Although markers of more significant cardiovascular disease burden were associated with the use of CEA+D, their power to predict CEA+D use was limited. In cases in which CEA+D was used, CEA+D was associated with significantly greater rates of perioperative stroke and mortality compared with isolated CEA for both asymptomatic and symptomatic patients, which could be useful for framing the expected outcomes after these procedures.

摘要

目的

颈动脉内膜切除术(CEA)联合远端血管内介入治疗(CEA+D)的应用并不常见,但在 CEA 过程中发生并发症时,常被用作挽救性手术。
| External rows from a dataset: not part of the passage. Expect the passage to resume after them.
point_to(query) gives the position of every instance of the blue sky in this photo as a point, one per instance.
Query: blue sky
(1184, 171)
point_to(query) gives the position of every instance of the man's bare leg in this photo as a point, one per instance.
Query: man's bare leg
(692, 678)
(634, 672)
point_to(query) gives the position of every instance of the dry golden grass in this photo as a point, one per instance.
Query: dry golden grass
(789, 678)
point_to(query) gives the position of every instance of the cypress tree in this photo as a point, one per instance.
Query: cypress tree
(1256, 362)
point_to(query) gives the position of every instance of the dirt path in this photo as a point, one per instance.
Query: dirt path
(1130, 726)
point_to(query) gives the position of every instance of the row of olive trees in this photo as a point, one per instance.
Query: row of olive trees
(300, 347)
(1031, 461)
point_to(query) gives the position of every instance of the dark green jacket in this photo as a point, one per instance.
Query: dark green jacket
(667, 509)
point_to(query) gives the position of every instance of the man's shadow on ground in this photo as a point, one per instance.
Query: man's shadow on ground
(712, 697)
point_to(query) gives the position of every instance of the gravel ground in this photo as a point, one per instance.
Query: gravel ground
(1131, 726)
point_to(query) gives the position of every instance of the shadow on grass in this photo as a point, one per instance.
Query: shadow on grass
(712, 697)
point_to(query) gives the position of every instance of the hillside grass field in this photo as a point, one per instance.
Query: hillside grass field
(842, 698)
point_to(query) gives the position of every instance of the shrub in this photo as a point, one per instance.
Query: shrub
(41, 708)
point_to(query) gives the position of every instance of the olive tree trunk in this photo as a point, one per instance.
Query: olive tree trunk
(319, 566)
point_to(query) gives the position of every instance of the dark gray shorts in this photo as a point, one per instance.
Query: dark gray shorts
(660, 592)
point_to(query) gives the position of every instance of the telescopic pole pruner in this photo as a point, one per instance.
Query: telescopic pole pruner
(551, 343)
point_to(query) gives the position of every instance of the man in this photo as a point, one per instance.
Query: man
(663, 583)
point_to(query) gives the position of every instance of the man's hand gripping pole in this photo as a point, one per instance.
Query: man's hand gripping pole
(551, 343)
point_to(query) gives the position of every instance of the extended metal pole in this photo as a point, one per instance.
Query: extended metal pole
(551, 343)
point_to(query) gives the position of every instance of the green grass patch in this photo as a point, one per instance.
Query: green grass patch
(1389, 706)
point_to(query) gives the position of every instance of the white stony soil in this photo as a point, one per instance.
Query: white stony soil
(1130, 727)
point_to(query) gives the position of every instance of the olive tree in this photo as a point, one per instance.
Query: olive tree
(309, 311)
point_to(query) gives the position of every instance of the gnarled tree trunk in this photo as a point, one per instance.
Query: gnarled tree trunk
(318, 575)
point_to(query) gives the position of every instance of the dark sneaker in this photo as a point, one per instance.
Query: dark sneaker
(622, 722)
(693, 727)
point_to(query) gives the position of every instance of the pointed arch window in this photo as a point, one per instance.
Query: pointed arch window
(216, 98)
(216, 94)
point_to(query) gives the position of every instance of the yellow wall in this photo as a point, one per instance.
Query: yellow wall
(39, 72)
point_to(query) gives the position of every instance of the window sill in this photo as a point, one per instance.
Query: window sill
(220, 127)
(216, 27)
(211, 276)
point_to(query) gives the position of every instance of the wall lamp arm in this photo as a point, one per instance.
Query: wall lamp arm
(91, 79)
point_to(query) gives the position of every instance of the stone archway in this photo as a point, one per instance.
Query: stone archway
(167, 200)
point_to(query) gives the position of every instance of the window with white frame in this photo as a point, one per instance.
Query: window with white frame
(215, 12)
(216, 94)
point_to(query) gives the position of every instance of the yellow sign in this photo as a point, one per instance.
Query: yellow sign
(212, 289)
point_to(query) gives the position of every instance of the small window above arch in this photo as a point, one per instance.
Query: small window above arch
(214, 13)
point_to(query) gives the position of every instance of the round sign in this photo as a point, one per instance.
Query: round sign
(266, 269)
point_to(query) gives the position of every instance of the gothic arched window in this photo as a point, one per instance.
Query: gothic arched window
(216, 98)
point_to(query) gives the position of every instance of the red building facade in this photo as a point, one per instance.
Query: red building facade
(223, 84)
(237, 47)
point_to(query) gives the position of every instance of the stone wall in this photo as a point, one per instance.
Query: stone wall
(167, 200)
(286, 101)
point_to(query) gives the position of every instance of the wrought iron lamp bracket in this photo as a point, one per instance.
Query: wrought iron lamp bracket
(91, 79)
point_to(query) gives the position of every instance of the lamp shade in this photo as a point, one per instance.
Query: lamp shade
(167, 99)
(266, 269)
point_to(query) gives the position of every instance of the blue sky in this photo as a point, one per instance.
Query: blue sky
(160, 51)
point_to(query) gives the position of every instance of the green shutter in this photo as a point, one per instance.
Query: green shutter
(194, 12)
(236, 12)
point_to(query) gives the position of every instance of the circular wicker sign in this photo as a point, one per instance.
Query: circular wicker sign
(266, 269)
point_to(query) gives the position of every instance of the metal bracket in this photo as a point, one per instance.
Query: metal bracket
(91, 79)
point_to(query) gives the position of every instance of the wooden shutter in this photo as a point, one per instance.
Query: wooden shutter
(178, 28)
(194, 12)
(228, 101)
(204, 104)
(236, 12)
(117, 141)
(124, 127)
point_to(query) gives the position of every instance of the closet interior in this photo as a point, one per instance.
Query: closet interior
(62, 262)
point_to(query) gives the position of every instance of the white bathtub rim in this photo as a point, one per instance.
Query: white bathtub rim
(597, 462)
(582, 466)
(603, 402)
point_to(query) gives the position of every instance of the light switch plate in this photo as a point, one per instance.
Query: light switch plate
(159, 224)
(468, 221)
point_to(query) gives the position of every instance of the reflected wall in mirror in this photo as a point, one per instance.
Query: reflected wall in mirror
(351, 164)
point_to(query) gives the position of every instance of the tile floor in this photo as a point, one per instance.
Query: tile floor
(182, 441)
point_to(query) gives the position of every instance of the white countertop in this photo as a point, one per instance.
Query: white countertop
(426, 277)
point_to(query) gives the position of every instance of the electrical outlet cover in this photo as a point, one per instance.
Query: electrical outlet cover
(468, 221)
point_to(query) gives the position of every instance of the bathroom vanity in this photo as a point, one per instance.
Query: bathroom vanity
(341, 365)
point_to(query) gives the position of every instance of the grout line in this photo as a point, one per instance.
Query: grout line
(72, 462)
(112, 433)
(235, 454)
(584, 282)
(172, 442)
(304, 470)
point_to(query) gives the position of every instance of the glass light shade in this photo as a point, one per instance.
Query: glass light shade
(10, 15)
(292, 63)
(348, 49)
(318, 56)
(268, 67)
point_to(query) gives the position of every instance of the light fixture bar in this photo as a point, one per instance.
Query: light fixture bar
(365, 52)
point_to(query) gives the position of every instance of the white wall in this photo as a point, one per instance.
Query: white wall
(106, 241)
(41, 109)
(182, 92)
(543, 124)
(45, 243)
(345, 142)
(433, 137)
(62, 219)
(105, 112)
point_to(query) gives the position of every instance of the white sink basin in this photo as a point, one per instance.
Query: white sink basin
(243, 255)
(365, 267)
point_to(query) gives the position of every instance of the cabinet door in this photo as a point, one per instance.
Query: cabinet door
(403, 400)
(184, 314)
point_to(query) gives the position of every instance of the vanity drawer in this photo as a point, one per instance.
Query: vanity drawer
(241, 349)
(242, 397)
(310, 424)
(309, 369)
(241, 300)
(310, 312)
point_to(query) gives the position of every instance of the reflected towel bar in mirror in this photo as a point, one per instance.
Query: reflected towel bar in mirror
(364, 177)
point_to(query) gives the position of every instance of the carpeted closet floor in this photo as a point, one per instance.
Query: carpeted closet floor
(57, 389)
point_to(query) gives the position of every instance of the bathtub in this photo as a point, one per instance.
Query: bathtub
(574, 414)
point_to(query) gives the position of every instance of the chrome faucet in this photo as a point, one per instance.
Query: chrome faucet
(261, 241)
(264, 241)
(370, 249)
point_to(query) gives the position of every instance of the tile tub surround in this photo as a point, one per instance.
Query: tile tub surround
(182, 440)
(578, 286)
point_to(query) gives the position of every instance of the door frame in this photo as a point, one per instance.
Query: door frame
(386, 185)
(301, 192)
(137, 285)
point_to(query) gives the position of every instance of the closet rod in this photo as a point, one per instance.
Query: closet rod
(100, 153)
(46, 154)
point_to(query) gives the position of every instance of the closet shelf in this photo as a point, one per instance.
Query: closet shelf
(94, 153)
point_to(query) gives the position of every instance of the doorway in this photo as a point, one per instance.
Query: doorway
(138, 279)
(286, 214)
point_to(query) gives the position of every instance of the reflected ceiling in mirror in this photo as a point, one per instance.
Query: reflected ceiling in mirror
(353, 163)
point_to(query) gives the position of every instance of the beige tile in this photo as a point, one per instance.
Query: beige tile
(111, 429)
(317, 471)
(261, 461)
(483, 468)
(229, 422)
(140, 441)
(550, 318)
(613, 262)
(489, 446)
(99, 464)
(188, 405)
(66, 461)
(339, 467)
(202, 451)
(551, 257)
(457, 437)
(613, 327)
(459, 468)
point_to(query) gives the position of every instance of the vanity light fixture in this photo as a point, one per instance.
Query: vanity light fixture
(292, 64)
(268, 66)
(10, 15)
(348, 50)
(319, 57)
本研究旨在确定是否存在与需要 CEA+D 的 CEA 相关的术前危险因素,并与单纯 CEA 进行比较。

方法

利用血管质量倡议(Vascular Quality Initiative)CEA 登记处,从 2013 年至 2019 年,确定了接受 CEA 或 CEA+D 治疗无症状或有症状颈动脉狭窄的患者。远端介入相关数据包括是否需要进行颈内动脉(ICA)远端和(或)分叉部的血管成形术或支架置入术。然而,有关干预指征或是否计划进行干预的信息并未包括在内。使用卡方检验和方差分析评估围手术期的分类和连续变量。单因素分析中 P 值<0.20 的变量被纳入多因素分析,以评估 CEA+D 需求的术前预测因子,并评估其与围手术期卒中的关系。

结果

2013 年至 2019 年,共确定 327 例 CEA+D 病例,并与 105192 例单纯 CEA 病例进行比较。CEA+D 患者更可能曾接受过同侧 CEA(CEA,1.8%;CEA+D,4.9%;P<0.01)和对侧 ICA 闭塞(CEA,4.6%;CEA+D,11.0%;P<0.01),但同侧狭窄程度≥70%的可能性较低(CEA,88.3%;CEA+D,80.6%;P<0.01)。多因素分析显示,需要 CEA+D 的术前因素包括:外周血管介入史、美国麻醉医师协会(ASA)分级≥4 级、对侧 ICA 闭塞、低手术量医生和同侧 CEA 史。CEA+D 与无症状(CEA+D,3.9%;CEA,0.9%;P<0.01)和有症状(CEA+D,9.4%;CEA,1.9%;P<0.01)患者的卒中发生率显著增加相关。CEA+D 与无症状(CEA+D,98.3%;CEA,99.4%;P=0.02)和有症状(CEA+D,94.8%;CEA,99.1%;P<0.01)患者的 30 天生存率显著降低相关。多因素分析显示,CEA+D 与卒中仍显著相关(比值比,3.17;95%置信区间,1.80-5.60;P<0.01)。与围手术期卒中显著相关的其他因素包括手术时间>135 分钟、糖尿病、高血压、有指征行分流术、有症状状态、同侧 CEA 史、对侧 ICA 闭塞、紧急或急症手术、静脉应用药物治疗血流动力学不稳定、以及初始手术时再次探查。

结论

尽管心血管疾病负担的标志物与 CEA+D 的应用相关,但它们预测 CEA+D 应用的能力有限。在 CEA+D 应用的情况下,与单纯 CEA 相比,CEA+D 与无症状和有症状患者的围手术期卒中发生率和死亡率显著增加相关,这可能有助于确定这些手术后的预期结果。